The CEO of Green Golf Partners, Matt McIntee, appeared before the committee with two others from the company, which was directed by the city to review the course’s current management practices to see if they can be altered to achieve efficiency that would allow financial stability, review and discuss the impact of a possible third-party management and its associated financial and local impact, and also look at the possibility of the sale of the course.
Though the company did not recommend a specific course of action for the city to pursue with the golf course property, the report presented to the committee stated the Northwood Golf Course, at the direction of the committee, “needs to immediately develop a plan of action.”
“You’ve got to commit to a structure,” McIntee said. “You’ve either got to say, ‘We’re going to keep it the way it is, or keep it the way it is and change some things, or we’re going to hire somebody, or we’re going to seek new owners.’ To me, those are, without question, your choices.”
McIntee noted from the report there are no guarantees with pursuing the possible options, though “the only guarantee is that if the city proceeds as in the past, they can expect similar results.”
In addition to the report finding the overall financial performance of the course needs to improve, if the city would retain the property, the report also found the service and perception of the course to be in need of improvement.
As for the option to sell the property, the report found a “reasonable assessment of value” ranging from $500,000 to $750,000 could be expected, given the market for golf courses presently being limited, though there would be interest in the Northwood Golf Course because of its quality.
The report described the Northwood Golf Course as “one of the best municipal golf courses in the state,” but it also noted the course didn’t have a marketing plan in place and recommended developing one for 2018.
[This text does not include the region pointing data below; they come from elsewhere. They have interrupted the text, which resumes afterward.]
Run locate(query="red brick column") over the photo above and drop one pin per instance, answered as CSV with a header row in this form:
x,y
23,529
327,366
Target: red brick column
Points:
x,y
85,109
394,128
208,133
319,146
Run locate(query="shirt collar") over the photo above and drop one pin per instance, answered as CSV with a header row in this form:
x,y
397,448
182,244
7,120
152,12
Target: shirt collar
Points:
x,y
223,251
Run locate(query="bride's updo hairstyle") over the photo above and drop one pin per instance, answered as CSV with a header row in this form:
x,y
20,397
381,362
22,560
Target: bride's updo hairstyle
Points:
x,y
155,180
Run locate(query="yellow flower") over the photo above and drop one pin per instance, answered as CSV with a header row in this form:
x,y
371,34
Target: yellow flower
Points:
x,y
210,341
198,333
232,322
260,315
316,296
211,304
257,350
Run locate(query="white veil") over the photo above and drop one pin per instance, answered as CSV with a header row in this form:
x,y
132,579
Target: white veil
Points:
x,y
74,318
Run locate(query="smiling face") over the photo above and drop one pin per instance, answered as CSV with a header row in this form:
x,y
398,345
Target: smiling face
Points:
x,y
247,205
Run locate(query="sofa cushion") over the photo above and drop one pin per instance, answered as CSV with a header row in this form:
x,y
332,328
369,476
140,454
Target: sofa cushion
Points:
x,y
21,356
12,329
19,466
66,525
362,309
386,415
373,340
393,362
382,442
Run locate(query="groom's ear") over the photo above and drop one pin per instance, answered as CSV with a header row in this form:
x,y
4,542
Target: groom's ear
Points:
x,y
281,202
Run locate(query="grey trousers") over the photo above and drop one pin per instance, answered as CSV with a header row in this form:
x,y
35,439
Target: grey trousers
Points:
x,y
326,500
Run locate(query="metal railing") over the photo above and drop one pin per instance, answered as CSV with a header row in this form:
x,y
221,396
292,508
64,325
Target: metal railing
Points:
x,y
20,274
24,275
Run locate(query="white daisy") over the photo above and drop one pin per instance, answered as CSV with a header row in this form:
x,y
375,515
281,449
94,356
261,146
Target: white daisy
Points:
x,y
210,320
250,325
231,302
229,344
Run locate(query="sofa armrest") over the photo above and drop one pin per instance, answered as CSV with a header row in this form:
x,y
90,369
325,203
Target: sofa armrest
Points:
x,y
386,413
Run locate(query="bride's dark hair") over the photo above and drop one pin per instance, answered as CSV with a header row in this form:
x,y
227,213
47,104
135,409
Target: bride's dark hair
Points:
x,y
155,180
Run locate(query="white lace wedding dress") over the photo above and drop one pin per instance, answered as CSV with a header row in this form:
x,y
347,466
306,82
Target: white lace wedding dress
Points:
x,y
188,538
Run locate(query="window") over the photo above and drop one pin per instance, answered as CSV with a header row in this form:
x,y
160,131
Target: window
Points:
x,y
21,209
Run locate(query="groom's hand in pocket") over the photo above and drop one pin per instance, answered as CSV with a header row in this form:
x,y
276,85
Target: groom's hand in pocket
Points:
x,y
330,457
Surveys of both the patrons and the committee were also included in the report.
When the patrons who responded to the survey were asked what could be done better at the course, their responses included improving the bunkers, being more friendly, being more welcoming, better communication, more of a friendly environment and better food service.
The committee survey noted golf management is a key issue with the conditions at the course being a huge asset. However, the survey also found the golf operation to be poorly run and in need of a change. The weaknesses identified in the survey included poor management, the food and beverage department, lack of marketing and cohesion between the golf operations and food and beverage, and an unwelcoming perception to the public.
When committee members had the opportunity to ask questions at the end of the Green Golf Partners presentation, Alex Young asked about whether the Northwood Golf Course would continue to lose money being a city-run course.
“With the capital expenditures that you guys have identified – the irrigation, things like that – this thing’s never going to be cash-flow neutral, much less cash flow positive for the city,” Young said. “If we’re going to retain the thing as a city golf course, it’s going to be an ongoing loss that we’re going to subsidize. Is that accurate?”
“That’s accurate,” said McIntee, who also noted he believed the Northwood Golf Course could, on an operational basis, break even or possibly make a little profit in the future, though the cost of the capital improvements would exceed that.
McIntee said different things could be used to offset the cost of a municipal course’s capital improvements, such as a municipality having a capital surcharge or conducting fund-raisers.